The fertilizer shortage continues to cause frustration among farmers across the country. In a question to Kiyago, MP Anatole Karorero raised concerns about the continued shortages, asking why the government had not resolved the issue despite the subsidy repayments. Kiyago explained that the high demand for fertilizers, which exceeds production capacity, was the main reason for the shortages. She reiterated that the government had increased the agriculture budget to address the issue.
In addition to addressing the fertilizer shortage, the revised budget includes measures to boost national revenue, such as requiring all households without health insurance to obtain coverage. This new policy mandates that individuals over the age of 18 purchase a health insurance card, with a percentage of the cost covered by the government. However, MP Euphrasie Mutezinka raised concerns that this could result in significant government spending, given the number of households expected to enroll.
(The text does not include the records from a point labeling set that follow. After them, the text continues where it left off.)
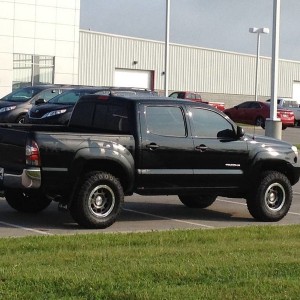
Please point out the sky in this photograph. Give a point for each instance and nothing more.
(215, 24)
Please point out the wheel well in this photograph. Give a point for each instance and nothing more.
(279, 166)
(111, 167)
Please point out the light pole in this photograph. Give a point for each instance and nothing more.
(258, 31)
(274, 124)
(167, 37)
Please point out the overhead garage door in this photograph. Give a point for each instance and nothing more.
(134, 78)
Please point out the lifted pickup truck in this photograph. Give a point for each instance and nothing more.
(116, 146)
(196, 97)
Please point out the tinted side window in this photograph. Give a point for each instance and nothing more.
(49, 94)
(206, 123)
(111, 118)
(244, 105)
(165, 120)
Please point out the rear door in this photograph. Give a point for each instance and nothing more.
(166, 148)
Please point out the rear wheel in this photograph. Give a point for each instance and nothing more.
(98, 201)
(196, 201)
(271, 198)
(27, 201)
(21, 119)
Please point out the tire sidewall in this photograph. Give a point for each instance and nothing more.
(81, 210)
(259, 206)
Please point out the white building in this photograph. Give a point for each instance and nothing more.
(40, 42)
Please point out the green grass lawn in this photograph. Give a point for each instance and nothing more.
(237, 263)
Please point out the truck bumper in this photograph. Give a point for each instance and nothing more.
(29, 179)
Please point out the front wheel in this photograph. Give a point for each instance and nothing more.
(98, 201)
(27, 201)
(271, 199)
(196, 201)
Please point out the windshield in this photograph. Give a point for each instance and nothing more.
(69, 97)
(22, 95)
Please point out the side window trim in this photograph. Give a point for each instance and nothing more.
(218, 134)
(159, 130)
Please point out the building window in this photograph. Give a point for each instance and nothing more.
(32, 69)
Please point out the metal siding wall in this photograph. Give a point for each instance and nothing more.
(190, 68)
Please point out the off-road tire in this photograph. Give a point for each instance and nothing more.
(271, 198)
(98, 200)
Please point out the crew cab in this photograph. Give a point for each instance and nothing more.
(193, 96)
(117, 146)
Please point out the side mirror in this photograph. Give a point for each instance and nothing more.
(40, 101)
(240, 132)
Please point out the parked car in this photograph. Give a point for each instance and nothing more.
(193, 96)
(290, 104)
(15, 105)
(58, 110)
(256, 112)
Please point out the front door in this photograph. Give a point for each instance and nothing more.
(219, 156)
(166, 149)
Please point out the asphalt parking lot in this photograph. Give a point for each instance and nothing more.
(149, 213)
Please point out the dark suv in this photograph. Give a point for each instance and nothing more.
(58, 110)
(14, 106)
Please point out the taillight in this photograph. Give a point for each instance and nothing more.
(33, 154)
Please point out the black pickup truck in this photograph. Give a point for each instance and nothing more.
(117, 146)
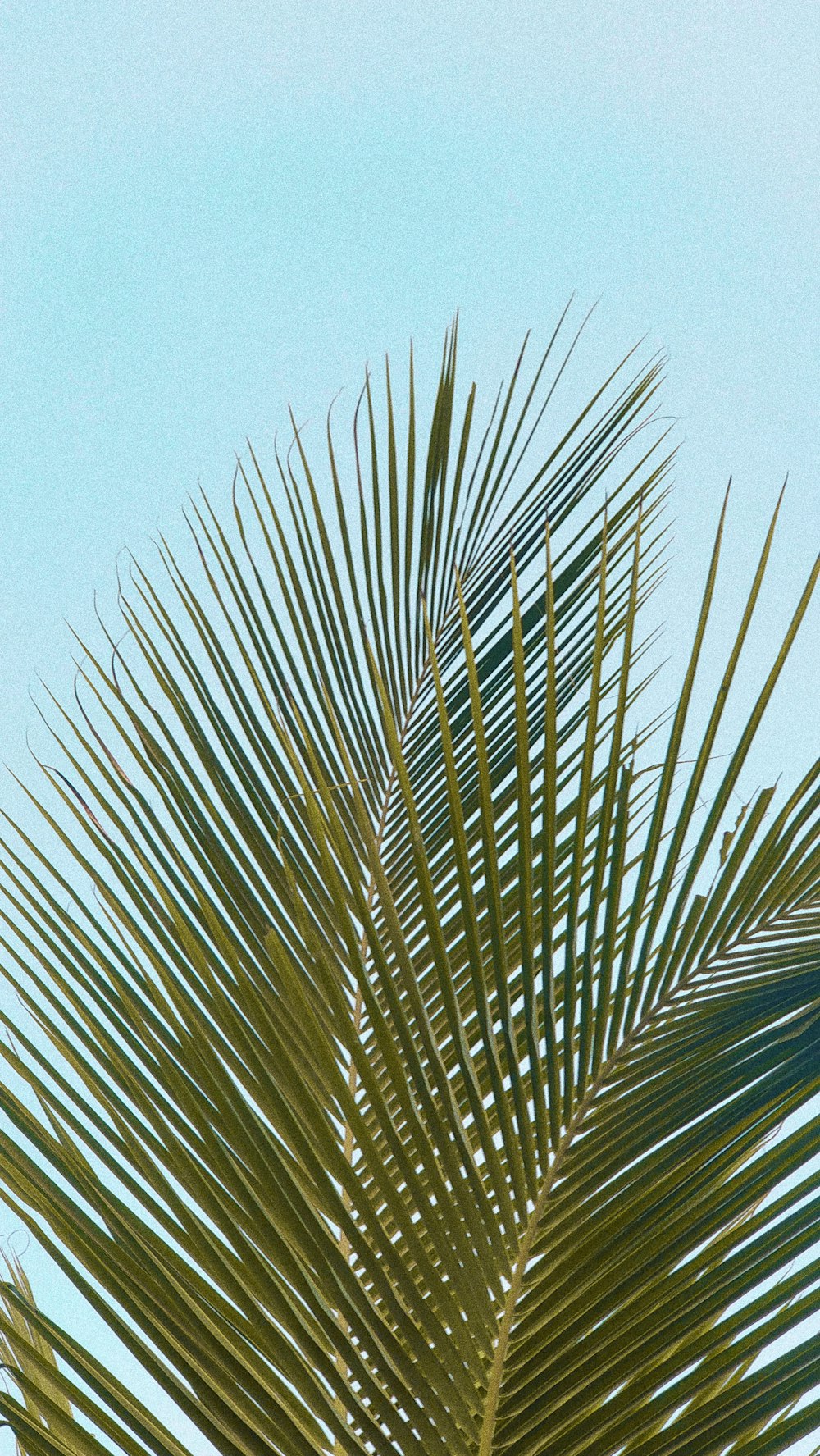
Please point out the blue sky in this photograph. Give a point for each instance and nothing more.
(208, 212)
Other measures to boost state revenue include the sale of over 71,000 tons of maize from the National Strategic Grain Reserve (ANAGESSA) at a price of 2,100 BIF per kilogram, expected to generate over 148 billion BIF. The government also plans to utilize 28 billion BIF from the Covid-19 relief fund.
Burundi is currently facing an economic crisis marked by a foreign currency shortage and recurring fuel shortages, which have paralyzed many sectors. These challenges have led to rising food prices and exacerbated the country’s food crisis.
The revised budget aims to rebalance the national finances and provide relief to key sectors, with a focus on agriculture and energy, as the country continues to navigate its economic difficulties.